Passengers were inside the cabin watching the process, and one decided to film it with some commentary.
"The reason why I don’t fly with Spirit," the TikToker said. "I don’t care if it is aviation airplane tape or nothing, the fact that you have to tape the plane together and then you doing it while people are on the flight like we cannot see you."
"That’s the reason why I will not fly with Spirit, now Southwest I’ll do, but Spirit no sir," she continued. "After a while, they’re going to need a fresh new roll of tape, their tapes gonna lose all its stickiness, you flying all around the world and you got tape holding it together. Don’t even worry about it, I won’t be booking with you."
Many users in fact corrected her that speed tape was being used, and every airline has a roll of the very expensive item.

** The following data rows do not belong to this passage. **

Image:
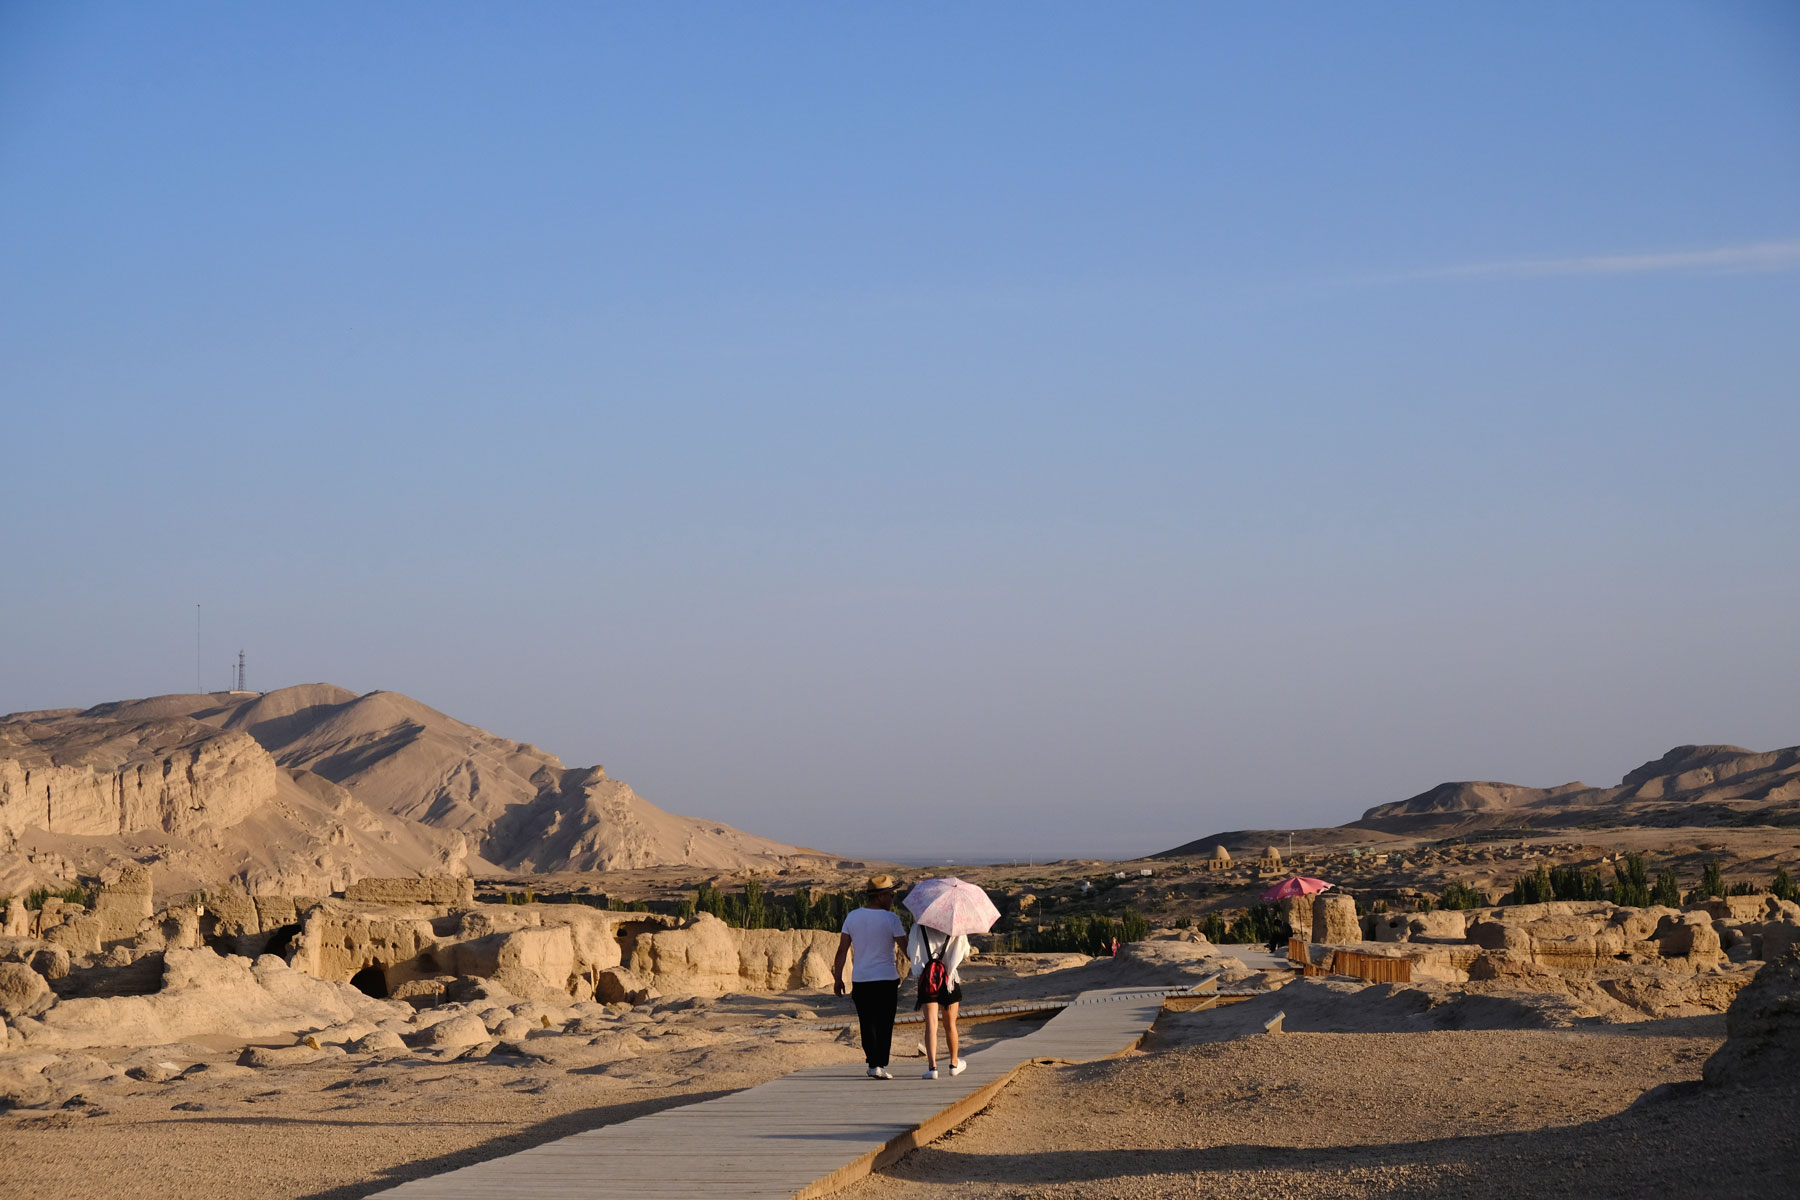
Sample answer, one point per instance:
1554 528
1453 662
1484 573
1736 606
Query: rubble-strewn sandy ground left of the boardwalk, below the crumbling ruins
354 1125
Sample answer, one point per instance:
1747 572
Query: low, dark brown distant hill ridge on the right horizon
1691 785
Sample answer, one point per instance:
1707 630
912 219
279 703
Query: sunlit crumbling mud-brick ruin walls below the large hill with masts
82 974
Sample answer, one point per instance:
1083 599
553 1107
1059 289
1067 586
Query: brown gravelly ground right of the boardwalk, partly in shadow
1482 1115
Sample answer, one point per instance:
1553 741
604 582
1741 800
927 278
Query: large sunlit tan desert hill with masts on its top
305 789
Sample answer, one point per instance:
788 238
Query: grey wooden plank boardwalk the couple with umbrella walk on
800 1136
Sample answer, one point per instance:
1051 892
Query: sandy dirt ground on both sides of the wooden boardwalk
1374 1091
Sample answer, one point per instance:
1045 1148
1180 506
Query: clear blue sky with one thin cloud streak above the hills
967 429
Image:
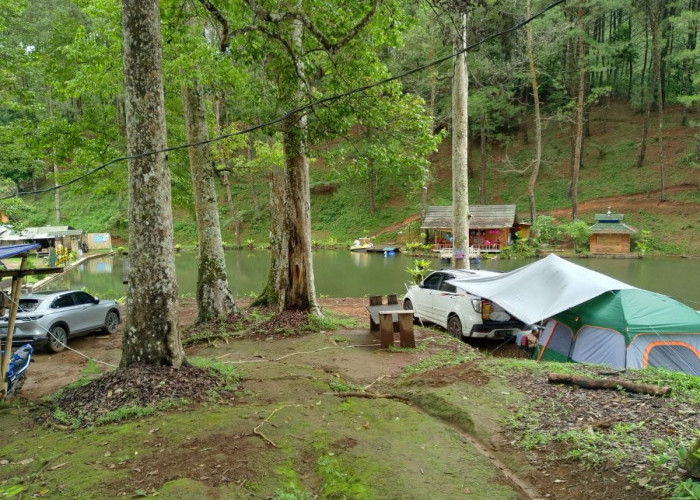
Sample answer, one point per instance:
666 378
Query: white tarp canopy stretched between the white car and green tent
542 289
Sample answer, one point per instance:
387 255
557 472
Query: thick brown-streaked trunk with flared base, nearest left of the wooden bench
293 282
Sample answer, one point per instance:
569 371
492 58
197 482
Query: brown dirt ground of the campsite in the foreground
282 373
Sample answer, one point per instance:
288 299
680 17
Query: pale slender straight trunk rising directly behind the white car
460 147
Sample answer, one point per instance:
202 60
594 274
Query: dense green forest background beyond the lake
374 160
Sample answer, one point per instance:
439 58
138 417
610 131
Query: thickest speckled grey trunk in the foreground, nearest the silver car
151 331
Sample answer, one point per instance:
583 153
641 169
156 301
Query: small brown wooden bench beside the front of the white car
385 319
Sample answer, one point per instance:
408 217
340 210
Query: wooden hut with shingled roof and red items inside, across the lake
491 227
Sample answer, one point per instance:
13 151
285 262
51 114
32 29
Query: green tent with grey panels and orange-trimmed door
629 328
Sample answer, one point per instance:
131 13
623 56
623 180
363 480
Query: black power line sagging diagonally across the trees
294 111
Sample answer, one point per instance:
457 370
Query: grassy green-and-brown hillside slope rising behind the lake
608 178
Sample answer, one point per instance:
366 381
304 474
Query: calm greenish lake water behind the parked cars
341 273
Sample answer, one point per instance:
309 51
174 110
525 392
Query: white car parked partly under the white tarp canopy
462 314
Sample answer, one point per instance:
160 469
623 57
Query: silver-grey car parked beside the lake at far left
51 318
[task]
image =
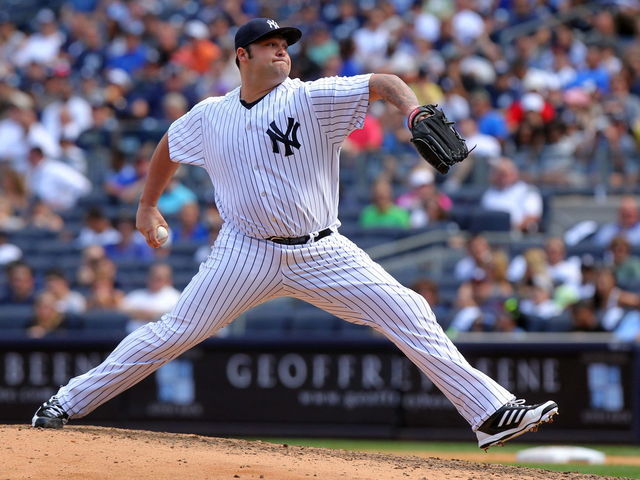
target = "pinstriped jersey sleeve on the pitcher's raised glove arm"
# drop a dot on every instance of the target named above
(340, 103)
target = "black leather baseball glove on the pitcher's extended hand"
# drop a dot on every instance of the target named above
(435, 138)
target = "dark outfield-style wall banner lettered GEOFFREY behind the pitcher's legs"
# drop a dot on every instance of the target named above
(302, 386)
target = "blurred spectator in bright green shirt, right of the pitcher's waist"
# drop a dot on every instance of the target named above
(382, 212)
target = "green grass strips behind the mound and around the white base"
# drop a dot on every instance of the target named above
(395, 446)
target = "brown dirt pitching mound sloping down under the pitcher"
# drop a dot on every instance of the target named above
(94, 453)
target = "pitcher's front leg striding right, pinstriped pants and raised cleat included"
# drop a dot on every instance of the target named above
(356, 289)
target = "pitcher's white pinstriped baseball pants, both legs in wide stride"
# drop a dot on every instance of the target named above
(333, 274)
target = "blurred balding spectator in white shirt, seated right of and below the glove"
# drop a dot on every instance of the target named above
(508, 193)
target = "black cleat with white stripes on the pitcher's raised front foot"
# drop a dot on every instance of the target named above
(514, 419)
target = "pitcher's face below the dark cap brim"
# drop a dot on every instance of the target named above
(269, 58)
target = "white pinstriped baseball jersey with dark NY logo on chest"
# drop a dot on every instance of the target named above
(274, 166)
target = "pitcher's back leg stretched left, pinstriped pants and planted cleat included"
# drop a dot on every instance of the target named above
(240, 273)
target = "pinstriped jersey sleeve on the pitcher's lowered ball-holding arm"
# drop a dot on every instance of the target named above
(186, 136)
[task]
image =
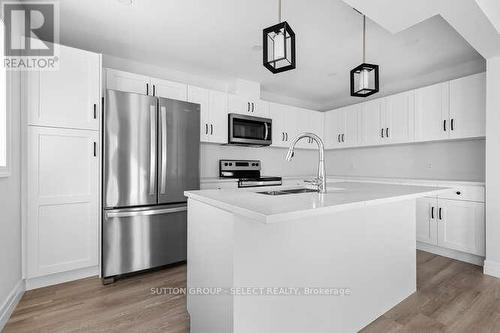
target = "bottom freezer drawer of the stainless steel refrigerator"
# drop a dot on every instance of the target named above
(141, 238)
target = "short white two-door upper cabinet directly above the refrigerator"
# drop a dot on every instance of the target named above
(140, 84)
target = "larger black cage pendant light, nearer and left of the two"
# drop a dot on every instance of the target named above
(279, 46)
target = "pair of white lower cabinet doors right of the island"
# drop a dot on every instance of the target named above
(452, 224)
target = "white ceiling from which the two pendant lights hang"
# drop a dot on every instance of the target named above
(220, 38)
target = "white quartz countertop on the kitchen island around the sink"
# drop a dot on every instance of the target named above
(340, 196)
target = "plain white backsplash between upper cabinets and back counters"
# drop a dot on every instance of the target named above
(453, 160)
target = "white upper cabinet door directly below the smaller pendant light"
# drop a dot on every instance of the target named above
(373, 132)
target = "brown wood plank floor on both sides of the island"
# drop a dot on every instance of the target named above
(452, 297)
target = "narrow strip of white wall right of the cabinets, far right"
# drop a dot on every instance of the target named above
(492, 264)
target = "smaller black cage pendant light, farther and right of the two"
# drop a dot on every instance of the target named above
(364, 78)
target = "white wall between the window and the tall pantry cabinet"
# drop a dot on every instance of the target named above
(10, 205)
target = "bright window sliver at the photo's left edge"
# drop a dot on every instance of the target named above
(4, 112)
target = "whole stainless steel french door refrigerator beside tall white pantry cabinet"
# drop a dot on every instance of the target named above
(150, 157)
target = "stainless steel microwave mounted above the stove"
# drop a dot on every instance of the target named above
(249, 130)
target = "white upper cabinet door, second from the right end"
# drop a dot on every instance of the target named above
(432, 112)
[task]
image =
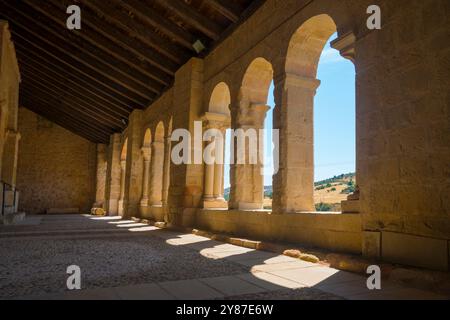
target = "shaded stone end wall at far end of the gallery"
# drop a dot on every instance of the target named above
(56, 167)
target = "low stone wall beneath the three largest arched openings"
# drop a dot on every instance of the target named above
(338, 232)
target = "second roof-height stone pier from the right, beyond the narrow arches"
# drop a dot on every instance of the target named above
(134, 167)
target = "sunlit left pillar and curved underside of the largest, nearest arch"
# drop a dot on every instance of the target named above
(295, 91)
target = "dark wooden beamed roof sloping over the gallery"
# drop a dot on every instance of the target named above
(124, 57)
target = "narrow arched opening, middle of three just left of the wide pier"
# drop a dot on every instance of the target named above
(157, 173)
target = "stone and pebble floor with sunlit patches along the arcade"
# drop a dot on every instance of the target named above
(122, 259)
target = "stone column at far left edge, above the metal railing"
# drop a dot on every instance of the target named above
(10, 157)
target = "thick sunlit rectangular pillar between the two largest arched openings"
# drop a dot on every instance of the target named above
(294, 183)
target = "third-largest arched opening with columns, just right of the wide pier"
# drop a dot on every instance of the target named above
(218, 119)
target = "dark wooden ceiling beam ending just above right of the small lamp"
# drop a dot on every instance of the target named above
(192, 17)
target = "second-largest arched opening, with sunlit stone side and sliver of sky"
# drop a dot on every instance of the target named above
(247, 185)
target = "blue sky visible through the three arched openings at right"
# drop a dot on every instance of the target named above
(334, 119)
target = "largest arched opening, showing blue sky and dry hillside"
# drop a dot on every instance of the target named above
(334, 131)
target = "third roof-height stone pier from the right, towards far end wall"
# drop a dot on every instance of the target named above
(113, 176)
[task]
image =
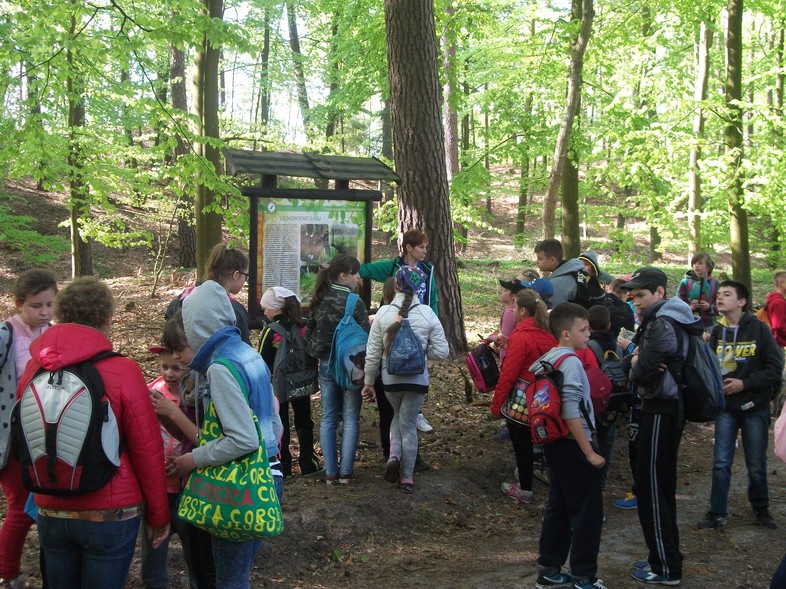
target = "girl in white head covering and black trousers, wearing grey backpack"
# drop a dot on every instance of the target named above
(282, 306)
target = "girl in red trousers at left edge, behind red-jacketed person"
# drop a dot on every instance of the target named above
(34, 296)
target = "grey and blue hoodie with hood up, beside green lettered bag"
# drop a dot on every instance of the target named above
(208, 319)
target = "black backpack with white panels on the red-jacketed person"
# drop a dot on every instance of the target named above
(64, 432)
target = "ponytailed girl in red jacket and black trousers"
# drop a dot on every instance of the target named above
(528, 342)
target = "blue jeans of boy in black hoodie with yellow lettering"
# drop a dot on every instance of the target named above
(755, 426)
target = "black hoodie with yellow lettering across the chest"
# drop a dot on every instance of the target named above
(748, 352)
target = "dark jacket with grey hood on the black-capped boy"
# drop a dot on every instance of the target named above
(662, 339)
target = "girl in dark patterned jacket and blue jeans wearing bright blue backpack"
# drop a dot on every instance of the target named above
(328, 302)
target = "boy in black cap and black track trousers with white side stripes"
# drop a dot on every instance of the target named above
(662, 341)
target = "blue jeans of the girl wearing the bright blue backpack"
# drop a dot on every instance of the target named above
(337, 403)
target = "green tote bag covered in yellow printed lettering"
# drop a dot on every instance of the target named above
(237, 500)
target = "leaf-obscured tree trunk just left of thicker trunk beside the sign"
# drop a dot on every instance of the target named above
(185, 224)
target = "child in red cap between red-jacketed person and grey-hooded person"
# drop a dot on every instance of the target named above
(164, 394)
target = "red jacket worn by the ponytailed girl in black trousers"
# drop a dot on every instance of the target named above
(526, 343)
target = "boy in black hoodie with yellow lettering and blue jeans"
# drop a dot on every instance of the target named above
(751, 364)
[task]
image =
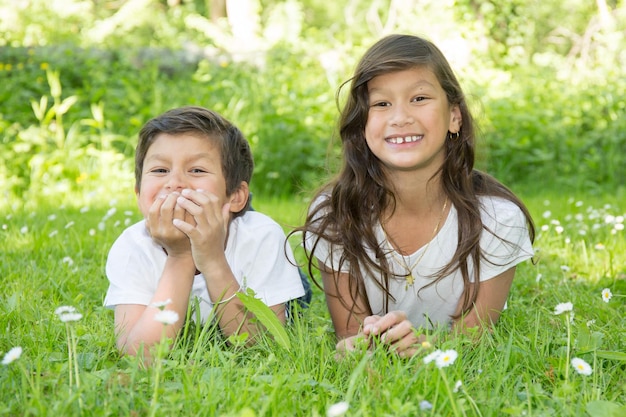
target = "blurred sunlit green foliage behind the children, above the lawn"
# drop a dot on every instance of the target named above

"We reached out to our Engineering team, and they confirmed that this is speed tape, and is safe and commonly used throughout the aviation industry," Michael Lopardi, a spokesperson for Spirit Airlines, said in an email to the Associated Press. "The use of speed tape is authorized by the aircraft manufacturer and our Engineering team, and meets all requirements for use set forth by the Federal Aviation Administration."
In a statement to the Associated Press, the FAA concurred that the tape is used "for temporary, minor repairs to nonstructural aircraft components."
The Associated Press contributed to this report. This story was reported from Los Angeles.